Papa et maman d’abord

La pandémie n’a pas aidé les parents, qui peinent à se retrouver en couple pour souffler un peu. Courage, ça achève ! 

Photo : L'actualité

Combien d’adultes ? Je coche « 2 ». D’enfants ? Zéro. Je coche « 0 ». La réservation d’hôtel est faite, c’est pour le week-end de fête de mon amoureux. On est en couple depuis 14 ans, on dirait que l’on s’aime depuis toujours. Ça fait à peu près autant de temps que l’on n’a pas eu de moments ensemble. Vraiment ensemble. Pas « rushés », pas interrompus, de longues heures où il parle et j’entends la fin des phrases. Si vous n’avez pas d’enfants, peut-être n’avez-vous pas dans vos veines ce sentiment douloureux de vous faire constamment interrompre.
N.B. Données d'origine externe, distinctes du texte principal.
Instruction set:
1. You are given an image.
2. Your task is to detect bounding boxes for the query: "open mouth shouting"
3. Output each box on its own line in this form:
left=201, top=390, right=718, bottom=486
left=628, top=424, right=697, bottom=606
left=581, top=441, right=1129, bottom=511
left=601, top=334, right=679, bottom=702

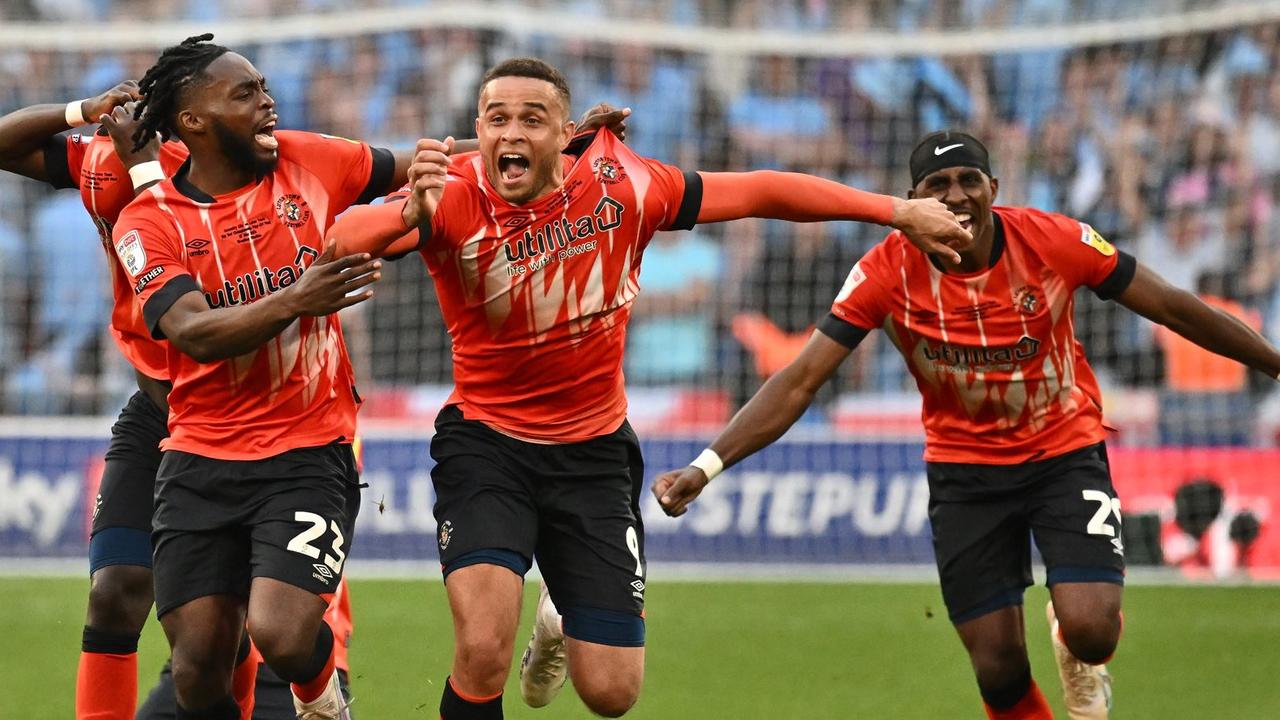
left=498, top=152, right=529, bottom=186
left=253, top=115, right=280, bottom=152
Dans tout. Vos idées, vos envies, vos besoins, vos conversations, vos élans. Tout ce qui vous plaît, jusqu’à vos nuits, votre sommeil, tout sera tronqué, haché, entrecoupé. 

L’autre fois, j’étais avec mon frère et son fils de trois ans qui, à un moment donné, a cru bon de nous rappeler à l’ordre et de nous dire que nous lui coupions la parole. C’était adorable, mais j’aurais eu envie d’en faire le porte-étendard de tous les enfants du monde qui, eux, nous interrompent sans cesse ! Sais-tu combien vous êtes à faire ça tous les jours ? Sais-tu à combien s’élève le pourcentage de notre vie qui est grugé par vos petites voix ?! 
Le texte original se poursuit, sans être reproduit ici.